A project to map the world’s seabeds may finally see the ocean’s give up their secrets.
A massive undertaking is underway to reveal what lies beneath the oceans that cover 70% of the Earth’s surface.
Scientists hope to complete the map by 2030.
When they do, the whereabouts of sunken cities, ships and aircraft will be laid bare.
Many are hoping mysteries like the fate of the Malaysian flight MH370, the legends of the lost world of Atlantis and the final resting place of intrepid flier Amy Johnson will finally be resolved.
Why map the seabed?
The Seabed 2030 project is headed by the Japanese Nippon Foundation, aided by governments and research groups around the world.
They hope to collate data from undersea exploration to show what really lies in the hidden depths of the world’s oceans.
Although oceans and seas only cover around 40% of the northern hemisphere, the southern hemisphere is covered by vast and mainly undiscovered waters.
Besides revealing secrets, the map is intended to carry out scientific research to find ways to protect the oceanic environment and to discover ways to better use the sea as a resource while maintaining sustainability.
Researchers say understanding the seabed also helps climate control, as the seas regulate the planet’s temperature between the icy poles and the warm tropics.
Answers to fundamental problems
Seabed maps will also help predict earthquakes and tsunami waves.
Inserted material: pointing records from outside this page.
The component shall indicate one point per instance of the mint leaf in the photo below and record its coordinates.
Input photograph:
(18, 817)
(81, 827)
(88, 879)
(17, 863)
The data will also help manage fishing stocks, route cables and the exploitation of mineral resources.
So far, only around 20% of the seabed is mapped. Much of the data comes from more than a century ago, when sailors plumbed the depths with lead weights thrown overboard from ships on ropes.
“We know more about planets and moons in the solar system than we do about our own oceans,” says the Seabed 2030 web site. “This poses fundamental problems for humanity that we hope to resolve.”
The mandate to map the oceans was granted to the General Bathymetric Chart of the Oceans (GEBCO).
Scientists plan to make a high definition digital map of the seabed with sonar equipment mounted on research vessels. They will criss-cross the oceans in the same way satellites mapped the surface of Mars, the Moon and the Earth.